Truckload demand remains in a funk, April measures show

Business conditions for the trucking industry improved slightly in April but the overall condition of the sector continues to drop steadily from its precipitous highs of 2018, according to the freight industry tracking firm FTR.

Bloomington, Ind.-based FTR's Trucking Conditions Index (TCI) had dropped into negative territory in March for the first time in "several years" and the April bump did little to change that, ending up at -0.64. FTR expects that the index will remain in a narrow band of negative readings through 2019 and into the 2020 calendar year, the freight transportation forecasting and consulting firm said.


FTR's index tracks the changes representing five major conditions in the U.S. truck market—freight volumes, freight rates, fleet capacity, fuel price, and financing—and combines those metrics into a single measure. Positive numbers mean strong conditions for carriers—and high freight prices for shippers—while a zero reading indicates that truck supply and demand are roughly in balance.

Last year was a bumper crop for truckers, with tight capacity conditions pushing the TCI to a sky-high 15.41 in February 2018, but it has been plummeting ever since."Not that long ago, it seemed inconceivable that the good times in trucking would end, but here we are back down to Earth," Avery Vise, FTR's vice president of trucking, said in a release. "Growth in manufacturing - the most significant driver of trucking activity - has subsided, and residential construction remains stagnant. However, there are some near-term positives, such as lower diesel prices. Also, carriers are responding to flagging demand by ending their hiring spree, which could set the stage for firmer capacity utilization down the road."
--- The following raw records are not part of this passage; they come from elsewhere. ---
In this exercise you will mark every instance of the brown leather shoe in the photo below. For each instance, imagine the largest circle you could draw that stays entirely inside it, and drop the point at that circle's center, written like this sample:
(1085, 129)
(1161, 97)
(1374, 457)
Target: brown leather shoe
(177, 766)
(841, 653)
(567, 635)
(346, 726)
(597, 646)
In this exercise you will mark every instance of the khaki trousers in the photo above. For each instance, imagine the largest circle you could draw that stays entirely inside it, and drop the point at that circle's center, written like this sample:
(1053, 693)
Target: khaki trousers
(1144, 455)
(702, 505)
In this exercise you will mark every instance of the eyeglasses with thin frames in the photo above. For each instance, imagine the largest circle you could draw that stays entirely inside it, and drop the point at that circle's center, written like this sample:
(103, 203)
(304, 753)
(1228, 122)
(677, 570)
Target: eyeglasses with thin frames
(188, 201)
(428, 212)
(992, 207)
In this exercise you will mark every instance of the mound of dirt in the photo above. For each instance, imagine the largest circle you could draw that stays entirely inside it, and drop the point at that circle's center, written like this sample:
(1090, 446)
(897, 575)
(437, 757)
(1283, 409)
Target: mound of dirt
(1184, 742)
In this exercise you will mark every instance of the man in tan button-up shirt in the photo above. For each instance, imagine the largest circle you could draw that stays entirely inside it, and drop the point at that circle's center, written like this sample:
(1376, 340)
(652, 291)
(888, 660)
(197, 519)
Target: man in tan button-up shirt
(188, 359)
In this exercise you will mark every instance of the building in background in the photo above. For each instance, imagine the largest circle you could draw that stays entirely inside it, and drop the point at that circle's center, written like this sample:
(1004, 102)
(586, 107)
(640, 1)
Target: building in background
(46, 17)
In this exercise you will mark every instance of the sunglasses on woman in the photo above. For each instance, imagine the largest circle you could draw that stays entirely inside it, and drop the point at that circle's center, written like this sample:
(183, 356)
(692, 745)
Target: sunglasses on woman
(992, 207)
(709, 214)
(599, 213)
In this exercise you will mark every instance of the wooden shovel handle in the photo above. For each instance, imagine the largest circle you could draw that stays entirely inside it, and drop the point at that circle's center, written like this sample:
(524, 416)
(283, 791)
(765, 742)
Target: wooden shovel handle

The slump in FTR's index mirrored another measure of the trucking sector, as truckload freight marketplace operator DAT Solutions reported that spot truckload freight volumes failed to meet expectations in May.

The number of full-truckload van loads—which haul approximately 70 percent of all truckload freight moved on the spot market—declined 12 percent in May compared to April, according to the Portland, Ore.-based firm. The DAT Truckload Volume Index also showed that van load counts were down 10 percent compared to the same period a year ago (May 2018).

Possible culprits for the soft market include uncertainty over trade agreements and slumping imports from China, in addition to record rainfalls, flooding, and tornadoes hampering freight movements in many parts of the country, DAT said.

"Simply put, May was a disappointment in terms of load counts," DAT Senior Industry Analyst Mark Montague said in a release. "We're accustomed to seeing higher volumes of retail goods, fresh produce, construction materials, and other seasonal spot truckload freight moving through supply chains at this time of year."

Burdened by those conditions, spot truckload rates continued to track well below last year's record levels, the firm found. Compared to April, the national average spot van rate was virtually unchanged at $1.80 per mile (including a fuel surcharge), making it 35 cents below the average for May 2018. The average reefer rate was $2.15 per mile, 1 cent higher than April and 38 cents lower than May 2018. The flatbed rate averaged $2.27 per mile, down 5 cents compared to April and 45 cents lower year over year.

"After a lackluster May, June is shaping up to be a pivotal month for trucking," Montague said. "We will know soon whether the volumes we expected in May were simply delayed. If so, the pent-up demand could boost seasonal volumes at the close of Q2."